The 63-year-old joined the City of Portsmouth Boys School in 1975 and over the years has taught English as well as geography, IT and religious studies.
He went on to become assistant headteacher, but yesterday was his last day in the teaching profession.
He said: ‘This job is a younger person’s job and I want to give other people a chance as well as take up whatever time I’ve got left with my family.
‘It’s been fantastic. It’s been demanding, hard work, satisfying, fantastic staff.
‘It’s been absolutely great, I’ve loved every moment of it.’
And Mr Jackson said it’s the pupils who kept him at the school for so long.
‘They are unique to our school,’ he said.

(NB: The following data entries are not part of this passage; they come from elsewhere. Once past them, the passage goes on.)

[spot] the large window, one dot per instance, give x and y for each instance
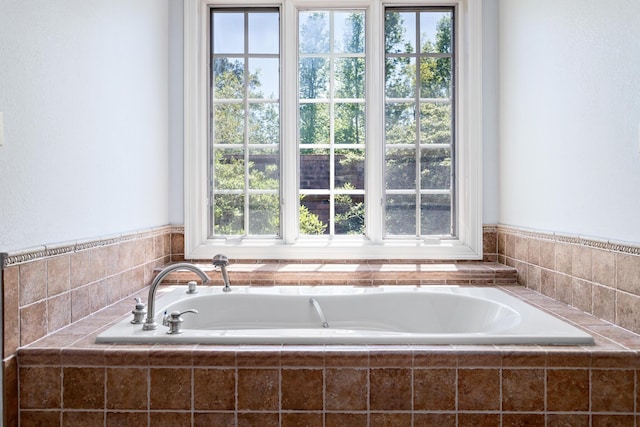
(339, 130)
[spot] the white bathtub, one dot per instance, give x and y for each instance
(355, 315)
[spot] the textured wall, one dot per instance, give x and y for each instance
(83, 89)
(569, 115)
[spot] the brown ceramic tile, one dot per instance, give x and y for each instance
(472, 356)
(346, 389)
(11, 317)
(627, 311)
(390, 389)
(470, 419)
(568, 390)
(521, 248)
(83, 388)
(82, 419)
(58, 275)
(628, 273)
(258, 389)
(123, 355)
(177, 244)
(170, 388)
(547, 254)
(171, 355)
(534, 278)
(80, 303)
(565, 357)
(33, 282)
(214, 389)
(99, 296)
(120, 419)
(112, 256)
(355, 356)
(258, 356)
(612, 420)
(604, 267)
(567, 420)
(513, 356)
(219, 356)
(563, 288)
(114, 287)
(612, 390)
(392, 356)
(478, 389)
(435, 419)
(217, 419)
(302, 419)
(71, 356)
(386, 419)
(58, 311)
(302, 389)
(40, 418)
(309, 356)
(127, 388)
(332, 419)
(523, 390)
(523, 420)
(434, 389)
(582, 297)
(80, 268)
(533, 251)
(581, 262)
(563, 257)
(10, 390)
(258, 419)
(435, 357)
(604, 303)
(33, 322)
(170, 419)
(548, 283)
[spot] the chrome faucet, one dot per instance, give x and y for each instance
(150, 323)
(222, 262)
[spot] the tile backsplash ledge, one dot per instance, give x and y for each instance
(599, 277)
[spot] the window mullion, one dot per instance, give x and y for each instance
(374, 111)
(418, 90)
(289, 178)
(247, 212)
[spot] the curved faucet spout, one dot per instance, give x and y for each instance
(150, 323)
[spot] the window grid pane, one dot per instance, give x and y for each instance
(419, 137)
(331, 77)
(244, 145)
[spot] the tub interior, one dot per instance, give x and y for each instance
(355, 315)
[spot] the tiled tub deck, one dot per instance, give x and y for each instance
(66, 379)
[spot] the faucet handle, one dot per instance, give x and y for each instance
(220, 260)
(139, 312)
(174, 321)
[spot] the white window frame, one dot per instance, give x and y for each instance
(468, 129)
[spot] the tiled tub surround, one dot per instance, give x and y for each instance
(67, 357)
(68, 379)
(598, 277)
(47, 288)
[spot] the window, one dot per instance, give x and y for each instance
(342, 130)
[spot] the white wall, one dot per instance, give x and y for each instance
(570, 116)
(490, 114)
(84, 92)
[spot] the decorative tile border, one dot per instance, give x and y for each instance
(607, 245)
(32, 254)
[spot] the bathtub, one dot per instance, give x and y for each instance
(349, 315)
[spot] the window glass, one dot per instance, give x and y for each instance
(419, 166)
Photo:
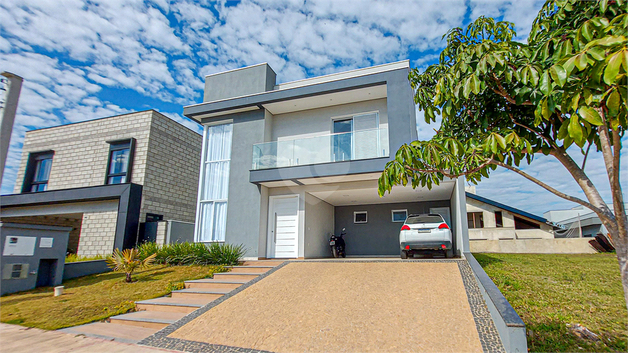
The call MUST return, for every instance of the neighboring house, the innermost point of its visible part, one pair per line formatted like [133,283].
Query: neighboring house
[285,165]
[491,220]
[109,179]
[577,222]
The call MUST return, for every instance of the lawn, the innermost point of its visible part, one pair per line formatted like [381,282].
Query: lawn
[95,297]
[551,291]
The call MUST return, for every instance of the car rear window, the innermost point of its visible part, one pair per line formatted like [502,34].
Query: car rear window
[424,219]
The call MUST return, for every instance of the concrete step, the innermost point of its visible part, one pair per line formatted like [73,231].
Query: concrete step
[250,269]
[150,319]
[110,331]
[209,284]
[229,276]
[177,305]
[262,263]
[200,293]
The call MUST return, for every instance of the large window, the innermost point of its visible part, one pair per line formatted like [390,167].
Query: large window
[475,220]
[214,184]
[38,172]
[120,162]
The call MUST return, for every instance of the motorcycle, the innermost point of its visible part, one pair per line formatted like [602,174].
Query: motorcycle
[337,244]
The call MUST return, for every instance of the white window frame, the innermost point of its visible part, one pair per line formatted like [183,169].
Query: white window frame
[202,177]
[392,215]
[360,212]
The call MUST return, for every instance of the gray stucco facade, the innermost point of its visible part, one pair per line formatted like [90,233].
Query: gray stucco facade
[48,254]
[256,105]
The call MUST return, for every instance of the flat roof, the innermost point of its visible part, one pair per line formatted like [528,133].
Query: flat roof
[506,207]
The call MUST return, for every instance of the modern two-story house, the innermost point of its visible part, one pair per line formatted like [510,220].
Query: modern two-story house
[115,181]
[286,165]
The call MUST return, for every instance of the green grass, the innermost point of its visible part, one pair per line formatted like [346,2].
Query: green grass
[551,291]
[77,258]
[96,297]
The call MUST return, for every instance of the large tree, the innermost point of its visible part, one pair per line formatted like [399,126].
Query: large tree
[504,102]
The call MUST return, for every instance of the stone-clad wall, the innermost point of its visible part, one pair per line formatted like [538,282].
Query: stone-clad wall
[82,152]
[172,169]
[98,233]
[166,162]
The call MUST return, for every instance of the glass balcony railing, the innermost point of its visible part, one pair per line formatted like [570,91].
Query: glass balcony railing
[349,146]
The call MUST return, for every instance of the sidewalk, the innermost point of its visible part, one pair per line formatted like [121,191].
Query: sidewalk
[18,339]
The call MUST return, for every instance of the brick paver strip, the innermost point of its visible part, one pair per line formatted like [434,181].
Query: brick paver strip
[18,339]
[297,310]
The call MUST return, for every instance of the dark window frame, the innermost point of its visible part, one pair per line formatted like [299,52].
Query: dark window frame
[34,159]
[499,219]
[478,222]
[118,145]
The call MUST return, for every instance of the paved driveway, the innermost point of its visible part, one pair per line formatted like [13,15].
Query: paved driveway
[420,306]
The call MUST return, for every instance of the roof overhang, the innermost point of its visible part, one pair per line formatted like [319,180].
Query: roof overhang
[352,89]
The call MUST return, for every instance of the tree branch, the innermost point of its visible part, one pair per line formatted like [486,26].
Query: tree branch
[545,186]
[550,142]
[584,161]
[502,92]
[448,174]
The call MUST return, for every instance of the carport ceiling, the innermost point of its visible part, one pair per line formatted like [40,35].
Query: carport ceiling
[369,196]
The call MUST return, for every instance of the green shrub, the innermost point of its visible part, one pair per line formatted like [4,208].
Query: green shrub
[193,253]
[146,249]
[77,258]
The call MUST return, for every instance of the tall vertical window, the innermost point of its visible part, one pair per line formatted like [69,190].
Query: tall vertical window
[120,162]
[38,172]
[212,205]
[499,219]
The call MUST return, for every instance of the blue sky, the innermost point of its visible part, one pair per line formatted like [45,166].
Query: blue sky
[86,60]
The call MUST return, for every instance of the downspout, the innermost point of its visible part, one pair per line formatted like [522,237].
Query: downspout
[7,111]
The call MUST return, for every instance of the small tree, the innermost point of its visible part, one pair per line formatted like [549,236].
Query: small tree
[128,261]
[503,102]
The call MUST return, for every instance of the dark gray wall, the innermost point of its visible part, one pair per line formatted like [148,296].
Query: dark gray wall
[180,232]
[84,268]
[240,82]
[243,210]
[380,235]
[59,247]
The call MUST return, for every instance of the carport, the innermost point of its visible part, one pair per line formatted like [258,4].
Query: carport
[300,215]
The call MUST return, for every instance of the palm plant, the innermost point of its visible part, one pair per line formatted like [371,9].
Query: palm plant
[128,261]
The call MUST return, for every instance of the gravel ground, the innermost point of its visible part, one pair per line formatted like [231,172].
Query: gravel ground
[345,307]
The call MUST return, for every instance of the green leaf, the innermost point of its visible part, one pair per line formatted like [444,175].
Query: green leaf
[581,61]
[477,85]
[545,85]
[545,111]
[575,129]
[590,115]
[612,69]
[559,75]
[596,53]
[467,88]
[612,103]
[534,76]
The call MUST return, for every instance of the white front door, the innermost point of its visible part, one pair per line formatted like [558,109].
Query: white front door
[443,211]
[283,226]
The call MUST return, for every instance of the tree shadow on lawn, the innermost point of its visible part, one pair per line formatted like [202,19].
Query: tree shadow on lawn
[550,335]
[485,259]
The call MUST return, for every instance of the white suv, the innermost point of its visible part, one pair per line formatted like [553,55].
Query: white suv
[425,232]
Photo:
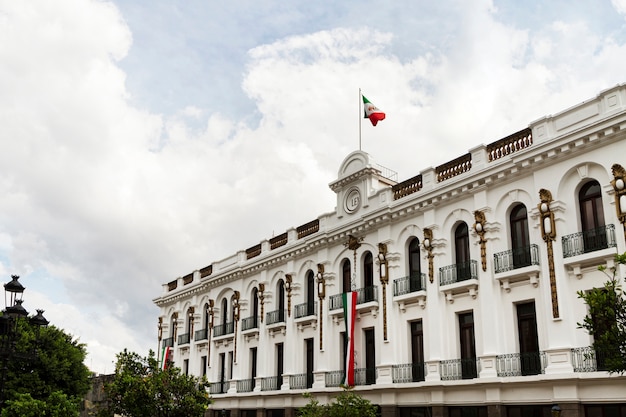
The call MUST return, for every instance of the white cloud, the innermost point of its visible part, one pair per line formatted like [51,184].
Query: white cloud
[103,201]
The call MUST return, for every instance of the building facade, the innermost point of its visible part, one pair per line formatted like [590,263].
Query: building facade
[466,278]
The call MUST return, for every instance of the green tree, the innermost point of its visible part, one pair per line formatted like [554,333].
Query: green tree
[606,319]
[347,404]
[47,365]
[140,388]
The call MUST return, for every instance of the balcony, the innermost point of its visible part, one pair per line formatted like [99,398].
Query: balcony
[363,296]
[459,278]
[168,342]
[305,310]
[587,359]
[365,376]
[334,378]
[245,385]
[250,327]
[301,381]
[224,329]
[521,364]
[275,321]
[250,323]
[455,369]
[411,289]
[183,339]
[201,335]
[270,383]
[408,372]
[517,265]
[305,314]
[219,387]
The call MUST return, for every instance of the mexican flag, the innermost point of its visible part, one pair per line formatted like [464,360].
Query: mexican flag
[349,313]
[372,112]
[166,357]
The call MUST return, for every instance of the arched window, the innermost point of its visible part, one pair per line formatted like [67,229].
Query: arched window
[206,319]
[255,304]
[592,217]
[461,252]
[281,300]
[310,293]
[368,270]
[346,275]
[415,270]
[520,241]
[224,312]
[368,277]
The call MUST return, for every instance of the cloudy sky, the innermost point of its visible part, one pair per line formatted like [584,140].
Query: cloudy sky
[144,139]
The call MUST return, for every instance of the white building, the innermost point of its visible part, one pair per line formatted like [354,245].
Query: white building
[467,277]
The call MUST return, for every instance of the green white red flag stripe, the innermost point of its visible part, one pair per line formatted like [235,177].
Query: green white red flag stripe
[372,112]
[349,314]
[166,357]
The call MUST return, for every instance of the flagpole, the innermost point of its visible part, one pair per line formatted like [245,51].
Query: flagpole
[360,118]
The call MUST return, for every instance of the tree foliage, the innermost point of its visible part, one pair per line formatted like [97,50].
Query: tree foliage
[606,319]
[347,404]
[140,388]
[45,370]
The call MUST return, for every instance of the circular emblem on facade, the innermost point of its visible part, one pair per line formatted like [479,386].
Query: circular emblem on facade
[353,200]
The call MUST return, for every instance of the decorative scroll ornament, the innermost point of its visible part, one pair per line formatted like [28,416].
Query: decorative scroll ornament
[479,227]
[548,232]
[428,245]
[261,298]
[384,280]
[288,282]
[619,185]
[321,293]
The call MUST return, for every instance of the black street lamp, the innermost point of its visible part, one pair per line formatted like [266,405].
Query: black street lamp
[9,328]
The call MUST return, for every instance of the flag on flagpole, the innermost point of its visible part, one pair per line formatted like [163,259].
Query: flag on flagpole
[166,357]
[349,313]
[372,112]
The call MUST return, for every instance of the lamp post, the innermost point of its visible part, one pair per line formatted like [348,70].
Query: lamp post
[10,330]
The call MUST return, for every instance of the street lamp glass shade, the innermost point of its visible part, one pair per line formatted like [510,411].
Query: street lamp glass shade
[16,310]
[39,319]
[14,285]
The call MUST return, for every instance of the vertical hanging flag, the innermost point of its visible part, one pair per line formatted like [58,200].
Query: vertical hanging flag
[349,313]
[372,112]
[166,356]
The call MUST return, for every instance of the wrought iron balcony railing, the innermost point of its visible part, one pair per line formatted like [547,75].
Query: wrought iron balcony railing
[219,387]
[201,334]
[245,385]
[301,381]
[363,295]
[224,329]
[270,383]
[457,273]
[249,323]
[409,284]
[276,316]
[516,258]
[587,359]
[334,378]
[589,241]
[519,364]
[455,369]
[183,339]
[408,372]
[305,309]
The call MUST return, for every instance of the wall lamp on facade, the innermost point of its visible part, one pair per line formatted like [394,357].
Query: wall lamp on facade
[10,328]
[619,185]
[288,282]
[321,282]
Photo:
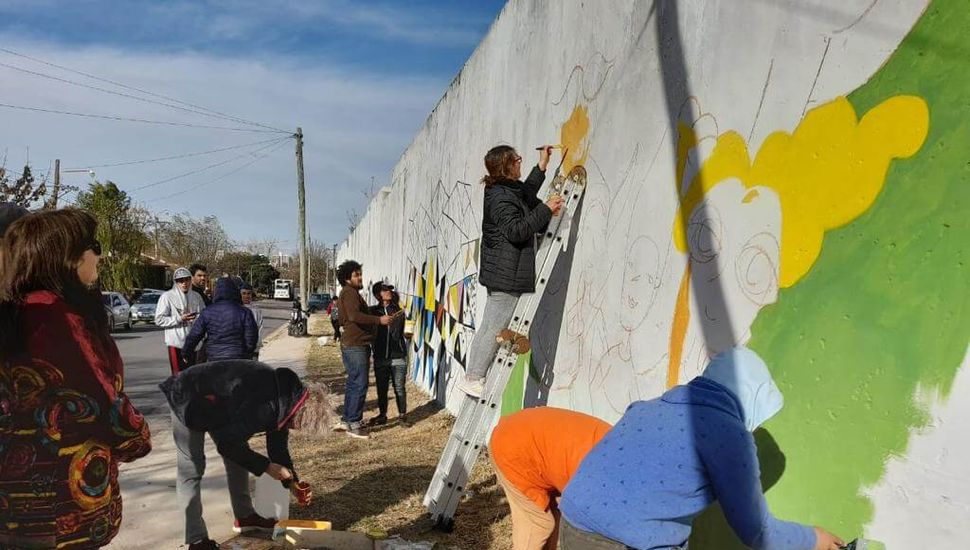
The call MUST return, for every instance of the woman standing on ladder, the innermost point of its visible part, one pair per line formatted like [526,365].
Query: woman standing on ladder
[512,215]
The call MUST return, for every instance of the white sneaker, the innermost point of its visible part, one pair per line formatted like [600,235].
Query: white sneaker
[474,388]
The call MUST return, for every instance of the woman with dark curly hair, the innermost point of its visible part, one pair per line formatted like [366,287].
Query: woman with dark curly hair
[66,421]
[512,216]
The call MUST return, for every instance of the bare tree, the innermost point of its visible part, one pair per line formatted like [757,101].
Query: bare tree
[24,191]
[264,247]
[185,240]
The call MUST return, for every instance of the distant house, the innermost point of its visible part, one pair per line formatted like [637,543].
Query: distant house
[155,272]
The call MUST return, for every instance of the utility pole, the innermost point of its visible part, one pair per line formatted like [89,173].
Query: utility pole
[156,237]
[301,194]
[52,201]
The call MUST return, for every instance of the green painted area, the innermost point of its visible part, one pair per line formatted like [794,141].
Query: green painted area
[884,312]
[514,396]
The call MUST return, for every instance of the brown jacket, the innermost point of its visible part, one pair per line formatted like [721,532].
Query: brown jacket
[358,326]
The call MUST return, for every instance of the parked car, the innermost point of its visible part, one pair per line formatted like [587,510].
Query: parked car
[119,312]
[318,302]
[143,310]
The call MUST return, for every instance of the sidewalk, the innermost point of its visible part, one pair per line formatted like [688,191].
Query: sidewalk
[151,517]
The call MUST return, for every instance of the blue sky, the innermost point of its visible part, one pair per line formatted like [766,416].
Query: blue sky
[360,77]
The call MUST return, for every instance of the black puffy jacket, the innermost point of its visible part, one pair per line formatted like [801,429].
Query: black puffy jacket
[234,400]
[389,342]
[228,326]
[513,214]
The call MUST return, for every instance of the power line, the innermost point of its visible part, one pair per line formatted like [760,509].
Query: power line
[223,176]
[129,96]
[129,119]
[186,155]
[139,90]
[211,166]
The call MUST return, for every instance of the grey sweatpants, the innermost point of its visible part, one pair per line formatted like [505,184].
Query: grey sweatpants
[190,446]
[498,313]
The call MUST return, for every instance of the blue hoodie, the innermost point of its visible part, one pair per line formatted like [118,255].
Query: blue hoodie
[669,458]
[228,326]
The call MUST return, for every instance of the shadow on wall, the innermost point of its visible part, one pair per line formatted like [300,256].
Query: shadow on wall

‘I got on well with them and as time went on I started to teach their dads.
‘I ended up staying there.
‘I’m quite proud that I have stayed so long. 40 years is a long time.
‘There are very few teachers that last that long.’
Headteacher Mike Smith said: ‘Mr Jackson comes from a generation of teachers where the care of the student and helping students develop into young people was the most important thing and sadly some of those times are behind us.
‘So much of the focus is on qualifications.
‘The care, guidance and support Mr Jackson has provided to a whole range of boys over the years to help them overcome barriers and to help them make a success of themselves and go on to have a life.
‘His ability to relate to boys and their parents is something that will be very difficult to replace but over the last few years he has trained others and given them the skills that he has and that will be the legacy that he leaves behind.’
Pupil Dan Knott, 15, in Year 10, said: ‘He’s really dedicated to the school and always wanted to improve it and make sure it’s a better place. It will be a big loss to the school.’
Rijurhan Noor, 15, also Year 10, added: ‘The contribution to the school has been huge.
‘He gets along with all the pupils so it makes it even more enjoyable to come to school.’
Qareeb Kayum, 15, in Year 10, said: ‘Mr Jackson is really approachable and really nice.
‘He’s made an amazing contribution to the school.’
Staff celebrated his retirement by buying him gifts and cards.